On the Strong Metric Dimension of Permutation Graphs

Abstract

A vertex $x$ in a graph $G$ strongly resolves a pair of vertices $v$ and $w$ if there exists a shortest path from $x$ to $w$ that contains $v$, or a shortest path from $x$ to $v$ that contains $w$ in $G$. A set of vertices $S\subseteq V(G)$ is a strong resolving set of $G$ if every pair of distinct vertices in $G$ is strongly resolved by some vertex in $S$. The strong metric dimension $sdim(G)$ of a graph $G$ is the minimum cardinality of a strong resolving set of $G$.

Given two disjoint copies of a graph $G$, denoted $G_1$ and $G_2$, and a permutation $\sigma :V(G_1)\to V(G_2)$, the permutation graph $G_{\sigma }=(V,E)$ is defined with vertex set $V=V(G_1)\cup V(G_2)$ and edge set $E=E(G_1)\cup E(G_2)\cup \{uv\mid v=\sigma (u)\}$.

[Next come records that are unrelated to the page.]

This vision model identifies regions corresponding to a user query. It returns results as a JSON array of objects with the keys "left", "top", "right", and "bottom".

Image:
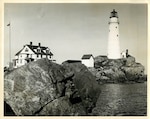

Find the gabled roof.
[
  {"left": 81, "top": 54, "right": 93, "bottom": 59},
  {"left": 16, "top": 45, "right": 53, "bottom": 56}
]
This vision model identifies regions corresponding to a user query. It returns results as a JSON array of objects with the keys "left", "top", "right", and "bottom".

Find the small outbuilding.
[{"left": 81, "top": 54, "right": 94, "bottom": 67}]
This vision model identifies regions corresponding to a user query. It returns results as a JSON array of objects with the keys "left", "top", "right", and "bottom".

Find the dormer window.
[
  {"left": 25, "top": 48, "right": 29, "bottom": 52},
  {"left": 46, "top": 48, "right": 49, "bottom": 54}
]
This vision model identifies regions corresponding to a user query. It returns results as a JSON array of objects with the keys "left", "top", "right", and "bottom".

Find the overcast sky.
[{"left": 4, "top": 3, "right": 147, "bottom": 72}]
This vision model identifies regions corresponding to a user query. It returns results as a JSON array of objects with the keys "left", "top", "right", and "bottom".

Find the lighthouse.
[{"left": 107, "top": 9, "right": 121, "bottom": 59}]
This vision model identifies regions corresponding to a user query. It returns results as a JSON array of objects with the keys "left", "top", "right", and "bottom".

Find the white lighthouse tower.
[{"left": 107, "top": 9, "right": 121, "bottom": 59}]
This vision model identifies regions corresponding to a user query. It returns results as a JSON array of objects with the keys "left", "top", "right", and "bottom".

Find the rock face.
[
  {"left": 4, "top": 59, "right": 98, "bottom": 115},
  {"left": 63, "top": 62, "right": 100, "bottom": 113},
  {"left": 92, "top": 55, "right": 146, "bottom": 83}
]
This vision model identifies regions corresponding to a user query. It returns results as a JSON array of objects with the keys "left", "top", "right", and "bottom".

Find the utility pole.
[{"left": 7, "top": 22, "right": 12, "bottom": 68}]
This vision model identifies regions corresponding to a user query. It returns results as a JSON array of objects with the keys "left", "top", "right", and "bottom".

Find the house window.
[
  {"left": 37, "top": 47, "right": 41, "bottom": 53},
  {"left": 46, "top": 50, "right": 49, "bottom": 54},
  {"left": 25, "top": 48, "right": 29, "bottom": 52}
]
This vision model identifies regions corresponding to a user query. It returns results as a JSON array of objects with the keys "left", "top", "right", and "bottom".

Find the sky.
[{"left": 4, "top": 3, "right": 148, "bottom": 72}]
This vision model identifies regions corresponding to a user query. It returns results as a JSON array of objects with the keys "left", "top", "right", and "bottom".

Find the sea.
[{"left": 92, "top": 82, "right": 147, "bottom": 116}]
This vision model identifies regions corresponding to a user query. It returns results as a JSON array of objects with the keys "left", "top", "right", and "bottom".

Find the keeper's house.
[
  {"left": 81, "top": 54, "right": 94, "bottom": 67},
  {"left": 13, "top": 42, "right": 53, "bottom": 68}
]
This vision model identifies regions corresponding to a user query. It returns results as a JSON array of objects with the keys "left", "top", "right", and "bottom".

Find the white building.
[
  {"left": 13, "top": 42, "right": 53, "bottom": 68},
  {"left": 81, "top": 54, "right": 94, "bottom": 67},
  {"left": 107, "top": 10, "right": 121, "bottom": 59}
]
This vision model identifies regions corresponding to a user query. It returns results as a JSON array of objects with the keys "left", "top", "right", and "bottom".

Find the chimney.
[{"left": 39, "top": 43, "right": 41, "bottom": 47}]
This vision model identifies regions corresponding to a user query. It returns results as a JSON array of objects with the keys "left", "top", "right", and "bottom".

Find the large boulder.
[{"left": 4, "top": 59, "right": 99, "bottom": 115}]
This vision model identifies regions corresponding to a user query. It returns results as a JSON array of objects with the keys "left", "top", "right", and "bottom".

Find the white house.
[
  {"left": 81, "top": 54, "right": 94, "bottom": 67},
  {"left": 13, "top": 42, "right": 53, "bottom": 68}
]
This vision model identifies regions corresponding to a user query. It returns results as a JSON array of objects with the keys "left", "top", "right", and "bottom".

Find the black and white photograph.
[{"left": 3, "top": 3, "right": 148, "bottom": 117}]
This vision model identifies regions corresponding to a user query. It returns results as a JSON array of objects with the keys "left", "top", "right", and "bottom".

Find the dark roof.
[
  {"left": 15, "top": 49, "right": 23, "bottom": 55},
  {"left": 81, "top": 54, "right": 93, "bottom": 59},
  {"left": 16, "top": 45, "right": 53, "bottom": 56},
  {"left": 65, "top": 60, "right": 81, "bottom": 63}
]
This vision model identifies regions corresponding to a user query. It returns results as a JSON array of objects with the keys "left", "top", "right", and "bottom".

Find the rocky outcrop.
[
  {"left": 4, "top": 59, "right": 99, "bottom": 115},
  {"left": 63, "top": 62, "right": 100, "bottom": 114},
  {"left": 89, "top": 55, "right": 146, "bottom": 83}
]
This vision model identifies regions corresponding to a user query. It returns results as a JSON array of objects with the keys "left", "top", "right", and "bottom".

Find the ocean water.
[{"left": 92, "top": 82, "right": 147, "bottom": 116}]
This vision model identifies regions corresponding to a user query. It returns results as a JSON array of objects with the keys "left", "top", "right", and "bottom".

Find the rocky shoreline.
[
  {"left": 4, "top": 56, "right": 147, "bottom": 116},
  {"left": 4, "top": 59, "right": 99, "bottom": 116},
  {"left": 88, "top": 55, "right": 147, "bottom": 84}
]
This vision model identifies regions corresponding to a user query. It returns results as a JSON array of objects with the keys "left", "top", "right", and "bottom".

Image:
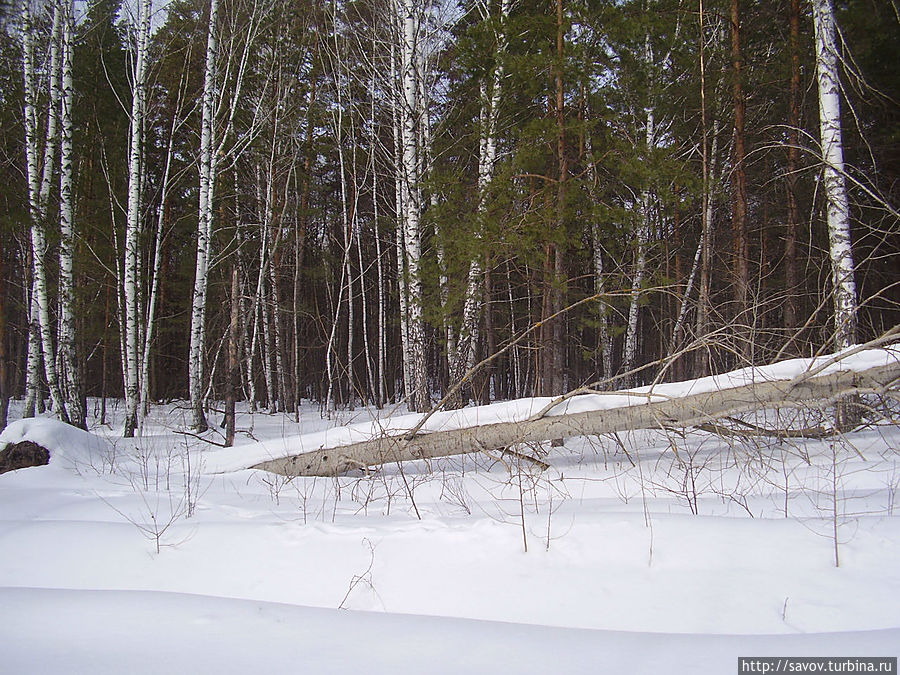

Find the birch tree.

We show that for a connected graph $G$ of order $n\ge 3$, the strong metric dimension of $G_{\sigma }$ satisfies $2\le sdim(G_{\sigma })\le 2n–2$. We also provide an example demonstrating that there is no function $f$ such that $f(sdim(G))>sdim(G_{\sigma })$ for all pairs $(G,\sigma )$. Additionally, we prove that $sdim(G_{{\sigma }_o})\le 2sdim(G)$ when ${\sigma }_o$ is the identity permutation.

Further, we characterize permutation graphs $G_{\sigma }$ that satisfy $sdim(G_{\sigma })=2n–2$ or $2n–3$ when $G$ is a complete $k$-partite graph, a cycle, or a path on $n$ vertices.